Гриша неопределенно качнул головой.
– Нет, если хочешь, отвезу тебя домой. Сиди там один, пускай слюни, грызи батарею... Или в сауну?
– В сауну, – сказал Гриша. – Гулять так гулять.
– О! – радостно воскликнул Донской. – Жизнь налаживается!
Некоторое время он молчал, глядя на дорогу с непонятной улыбкой.
– Гриш, а все-таки хороша девочка Света, а? – произнес он. – И чего ты, дурак, телефончик у нее не попросил?
Григорий промолчал. Хотя в мыслях он был совершенно согласен с Андреем. Девушка в самом деле была очень хороша. Более того, сейчас она, а не Оксана стояла у него перед глазами.
Вначале был страх. Выплывая из беспамятства, Луков не испытывал ничего другого. Все пропало – свет, тепло, боль, голод, радость, память, мысль. Вначале был один лишь ледяной, ничем не объяснимый страх.

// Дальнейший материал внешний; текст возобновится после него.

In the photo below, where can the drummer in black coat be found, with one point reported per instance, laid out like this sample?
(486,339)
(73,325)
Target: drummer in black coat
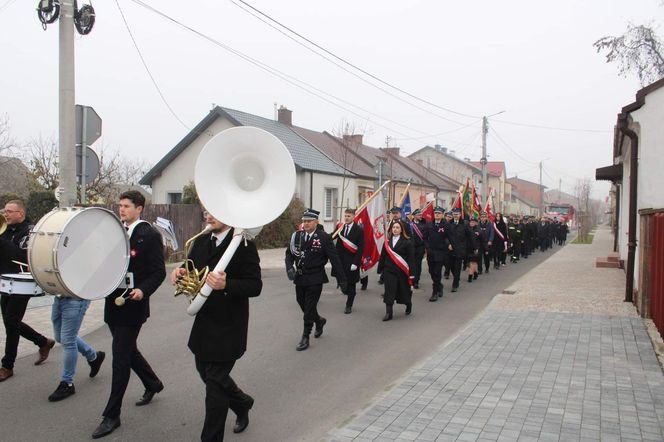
(308,252)
(437,246)
(396,260)
(417,230)
(460,245)
(14,247)
(146,263)
(219,335)
(350,245)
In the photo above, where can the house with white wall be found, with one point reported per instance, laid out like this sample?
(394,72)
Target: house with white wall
(318,177)
(636,173)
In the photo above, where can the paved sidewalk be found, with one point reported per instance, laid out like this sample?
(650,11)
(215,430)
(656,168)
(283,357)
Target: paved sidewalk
(38,315)
(562,359)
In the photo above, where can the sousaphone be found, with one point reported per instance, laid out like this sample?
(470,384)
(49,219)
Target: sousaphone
(245,178)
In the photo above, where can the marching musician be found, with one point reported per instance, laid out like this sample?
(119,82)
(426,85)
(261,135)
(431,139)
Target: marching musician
(350,246)
(146,263)
(396,260)
(306,256)
(219,335)
(13,247)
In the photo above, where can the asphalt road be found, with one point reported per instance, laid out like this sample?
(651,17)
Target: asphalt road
(300,396)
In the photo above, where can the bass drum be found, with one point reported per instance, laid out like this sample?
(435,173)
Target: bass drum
(79,252)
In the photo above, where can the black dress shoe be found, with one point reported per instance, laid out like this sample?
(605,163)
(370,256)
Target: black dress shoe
(107,426)
(95,364)
(148,395)
(242,421)
(304,344)
(319,327)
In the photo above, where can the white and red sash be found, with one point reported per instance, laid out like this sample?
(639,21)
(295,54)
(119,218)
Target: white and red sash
(414,225)
(348,244)
(398,260)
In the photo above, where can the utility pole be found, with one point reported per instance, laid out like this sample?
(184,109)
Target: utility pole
(483,160)
(67,117)
(541,193)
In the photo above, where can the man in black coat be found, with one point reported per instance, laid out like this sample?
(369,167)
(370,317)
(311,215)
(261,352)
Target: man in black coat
(437,243)
(460,243)
(146,263)
(417,230)
(306,256)
(350,246)
(219,335)
(13,247)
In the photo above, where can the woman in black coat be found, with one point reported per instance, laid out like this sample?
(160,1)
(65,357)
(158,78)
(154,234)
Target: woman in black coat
(500,241)
(394,265)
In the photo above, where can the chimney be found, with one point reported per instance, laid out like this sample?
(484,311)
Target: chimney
(354,139)
(285,116)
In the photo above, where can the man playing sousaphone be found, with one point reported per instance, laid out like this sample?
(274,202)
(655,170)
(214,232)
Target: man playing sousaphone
(219,335)
(13,247)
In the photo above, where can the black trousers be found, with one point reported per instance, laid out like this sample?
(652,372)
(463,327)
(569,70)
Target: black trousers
(417,267)
(351,291)
(456,262)
(13,310)
(221,393)
(126,357)
(436,272)
(307,297)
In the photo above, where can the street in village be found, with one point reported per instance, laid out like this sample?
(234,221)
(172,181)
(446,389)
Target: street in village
(300,396)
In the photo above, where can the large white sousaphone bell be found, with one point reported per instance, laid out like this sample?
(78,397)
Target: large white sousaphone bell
(245,178)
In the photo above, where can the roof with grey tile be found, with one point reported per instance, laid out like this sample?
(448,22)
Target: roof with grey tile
(338,151)
(305,156)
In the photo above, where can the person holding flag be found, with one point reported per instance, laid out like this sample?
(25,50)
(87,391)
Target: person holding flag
(418,228)
(350,246)
(396,260)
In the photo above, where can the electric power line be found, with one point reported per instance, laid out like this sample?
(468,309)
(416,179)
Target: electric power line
(349,63)
(147,69)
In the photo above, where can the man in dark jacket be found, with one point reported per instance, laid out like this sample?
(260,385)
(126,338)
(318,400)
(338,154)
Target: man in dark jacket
(417,230)
(219,335)
(437,244)
(460,242)
(13,247)
(146,263)
(350,245)
(306,256)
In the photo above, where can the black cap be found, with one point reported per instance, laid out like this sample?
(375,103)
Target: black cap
(310,214)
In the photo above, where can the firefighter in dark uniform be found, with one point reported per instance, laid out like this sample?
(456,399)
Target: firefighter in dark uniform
(306,256)
(460,244)
(350,245)
(417,230)
(437,246)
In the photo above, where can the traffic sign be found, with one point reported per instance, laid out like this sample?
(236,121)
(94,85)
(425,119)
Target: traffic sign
(92,125)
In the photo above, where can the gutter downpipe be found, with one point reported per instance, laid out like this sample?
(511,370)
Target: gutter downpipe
(633,175)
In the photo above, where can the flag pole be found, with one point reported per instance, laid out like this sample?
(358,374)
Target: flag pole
(403,195)
(362,206)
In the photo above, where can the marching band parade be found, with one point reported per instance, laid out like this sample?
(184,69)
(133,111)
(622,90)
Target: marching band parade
(451,241)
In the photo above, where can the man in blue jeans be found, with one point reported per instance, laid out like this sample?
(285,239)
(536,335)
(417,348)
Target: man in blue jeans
(67,316)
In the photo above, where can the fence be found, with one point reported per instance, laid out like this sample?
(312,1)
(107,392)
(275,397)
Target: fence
(650,298)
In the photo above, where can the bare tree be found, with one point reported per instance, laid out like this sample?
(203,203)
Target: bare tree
(638,51)
(7,142)
(347,155)
(584,214)
(116,173)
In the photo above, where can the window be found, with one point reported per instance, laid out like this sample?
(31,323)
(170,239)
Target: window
(174,198)
(330,203)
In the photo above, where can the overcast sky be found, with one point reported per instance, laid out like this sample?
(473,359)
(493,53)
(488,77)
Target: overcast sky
(534,60)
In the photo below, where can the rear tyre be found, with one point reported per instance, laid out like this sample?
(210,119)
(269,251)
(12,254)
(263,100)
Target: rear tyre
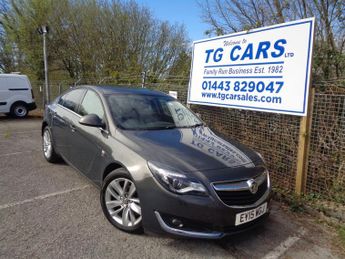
(48,147)
(19,110)
(120,202)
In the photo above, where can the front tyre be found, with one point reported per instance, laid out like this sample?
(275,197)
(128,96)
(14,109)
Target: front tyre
(120,202)
(48,148)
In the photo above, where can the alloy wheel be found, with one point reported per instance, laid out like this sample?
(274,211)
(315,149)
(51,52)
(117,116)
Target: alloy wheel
(122,202)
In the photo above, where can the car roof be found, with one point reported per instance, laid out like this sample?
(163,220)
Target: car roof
(106,90)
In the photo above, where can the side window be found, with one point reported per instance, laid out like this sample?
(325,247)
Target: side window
(71,100)
(91,104)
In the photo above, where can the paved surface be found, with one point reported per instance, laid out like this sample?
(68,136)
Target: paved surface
(51,211)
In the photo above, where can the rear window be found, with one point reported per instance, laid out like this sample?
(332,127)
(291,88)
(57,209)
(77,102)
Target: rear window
(14,83)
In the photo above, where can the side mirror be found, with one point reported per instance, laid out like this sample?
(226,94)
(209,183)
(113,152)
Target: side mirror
(91,120)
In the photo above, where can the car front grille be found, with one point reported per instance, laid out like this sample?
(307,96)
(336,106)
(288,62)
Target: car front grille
(239,194)
(240,198)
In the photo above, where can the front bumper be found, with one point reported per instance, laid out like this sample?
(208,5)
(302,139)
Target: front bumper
(201,217)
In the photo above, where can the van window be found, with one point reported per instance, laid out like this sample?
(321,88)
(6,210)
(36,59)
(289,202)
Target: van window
(72,99)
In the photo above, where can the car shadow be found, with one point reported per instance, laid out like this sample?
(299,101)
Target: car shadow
(254,243)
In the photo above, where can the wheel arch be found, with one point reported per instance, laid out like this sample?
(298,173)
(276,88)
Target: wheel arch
(44,124)
(111,167)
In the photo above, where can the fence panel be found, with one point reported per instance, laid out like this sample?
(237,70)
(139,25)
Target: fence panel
(326,167)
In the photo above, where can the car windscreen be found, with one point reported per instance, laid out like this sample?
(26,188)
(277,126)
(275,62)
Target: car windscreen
(145,112)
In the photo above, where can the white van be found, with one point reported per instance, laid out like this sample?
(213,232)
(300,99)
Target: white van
(16,96)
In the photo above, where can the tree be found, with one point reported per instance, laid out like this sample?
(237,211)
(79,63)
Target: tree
(89,39)
(226,16)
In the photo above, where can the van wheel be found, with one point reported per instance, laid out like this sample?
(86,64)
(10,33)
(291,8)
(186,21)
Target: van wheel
(19,110)
(48,147)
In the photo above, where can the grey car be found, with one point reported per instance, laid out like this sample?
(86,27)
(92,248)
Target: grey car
(158,166)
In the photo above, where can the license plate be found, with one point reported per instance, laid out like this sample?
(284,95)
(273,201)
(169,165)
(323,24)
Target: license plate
(250,215)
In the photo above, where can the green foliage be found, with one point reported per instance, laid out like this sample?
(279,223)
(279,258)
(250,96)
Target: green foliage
(89,40)
(341,235)
(225,16)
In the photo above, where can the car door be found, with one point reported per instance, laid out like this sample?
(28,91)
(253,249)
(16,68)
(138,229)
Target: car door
(62,122)
(88,148)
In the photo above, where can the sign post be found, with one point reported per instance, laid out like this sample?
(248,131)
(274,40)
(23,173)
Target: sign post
(266,69)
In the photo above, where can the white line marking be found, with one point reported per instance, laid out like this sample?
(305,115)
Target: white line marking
(42,197)
(285,245)
(18,153)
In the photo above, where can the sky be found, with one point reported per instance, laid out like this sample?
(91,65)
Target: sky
(181,11)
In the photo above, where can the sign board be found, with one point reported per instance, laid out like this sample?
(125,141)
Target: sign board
(266,69)
(173,94)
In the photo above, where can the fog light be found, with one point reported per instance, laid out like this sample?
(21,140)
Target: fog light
(177,223)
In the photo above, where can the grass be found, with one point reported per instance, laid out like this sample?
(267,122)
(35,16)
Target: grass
(341,235)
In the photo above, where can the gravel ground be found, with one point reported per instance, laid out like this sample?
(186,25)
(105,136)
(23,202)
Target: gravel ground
(51,211)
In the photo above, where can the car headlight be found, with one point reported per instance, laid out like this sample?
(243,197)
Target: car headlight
(174,181)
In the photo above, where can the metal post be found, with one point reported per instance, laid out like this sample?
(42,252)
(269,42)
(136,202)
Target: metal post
(46,68)
(303,146)
(43,30)
(143,78)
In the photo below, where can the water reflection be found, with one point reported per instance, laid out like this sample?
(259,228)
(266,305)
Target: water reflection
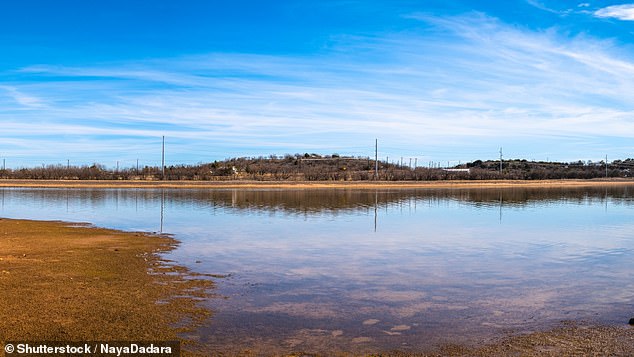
(367,270)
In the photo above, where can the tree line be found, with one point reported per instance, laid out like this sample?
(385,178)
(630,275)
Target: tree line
(314,167)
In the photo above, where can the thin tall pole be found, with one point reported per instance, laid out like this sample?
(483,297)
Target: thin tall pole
(163,160)
(376,159)
(500,160)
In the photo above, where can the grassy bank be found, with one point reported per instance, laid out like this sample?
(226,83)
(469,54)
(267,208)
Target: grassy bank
(314,184)
(65,283)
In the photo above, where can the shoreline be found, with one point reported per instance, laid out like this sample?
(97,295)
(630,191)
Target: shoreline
(457,184)
(74,282)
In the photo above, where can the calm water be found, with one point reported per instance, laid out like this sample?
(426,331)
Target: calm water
(370,270)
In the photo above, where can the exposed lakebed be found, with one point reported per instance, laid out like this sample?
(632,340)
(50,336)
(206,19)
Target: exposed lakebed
(358,270)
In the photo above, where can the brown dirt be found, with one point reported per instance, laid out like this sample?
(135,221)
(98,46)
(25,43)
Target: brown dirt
(71,283)
(570,340)
(74,283)
(315,184)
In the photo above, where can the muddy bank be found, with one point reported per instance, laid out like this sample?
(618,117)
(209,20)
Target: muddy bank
(62,282)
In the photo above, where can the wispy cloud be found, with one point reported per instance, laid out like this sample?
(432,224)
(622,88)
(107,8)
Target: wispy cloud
(622,12)
(458,89)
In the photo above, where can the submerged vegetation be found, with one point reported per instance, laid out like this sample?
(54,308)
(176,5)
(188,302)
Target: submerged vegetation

И от него нельзя было скрыться. Даже пошевелиться Луков не мог – он не чувствовал тела. Оно словно растворилось в гигантском океане, распалось на эфирные частицы, которые невозможно снова собрать и заставить действовать.
Он кое-что помнил. Как мела метель, как он шел по улице, жмуря глаза, и как занимал очередь в пивной. Все это было, хотя и очень далеко... А дальше...
Он не мог объяснить самому себе, что произошло. Раньше такого никогда не было. Сгустилась тьма, краски мира поблекли и поплыли друг на друга. Показалось, что земля под ногами становится мягкой, топкой, будто тает. И в эту холодную серую мякоть он стал погружаться.
Что это – смерть?
Он беспомощно уходил все глубже, глубже, стены пивной были как в тумане. Тяжелая завеса опускалась на глаза, отрезая Ивана Сергеевича от света. И никого рядом, кто мог бы вытащить, встряхнуть, развеять удушливый туман. Холод, полумрак, быстрые тени. Воздух стал густым, он совсем не приносил жизни. Твердь под ногами распадалась все быстрее, и вскоре Луков почувствовал, что падает.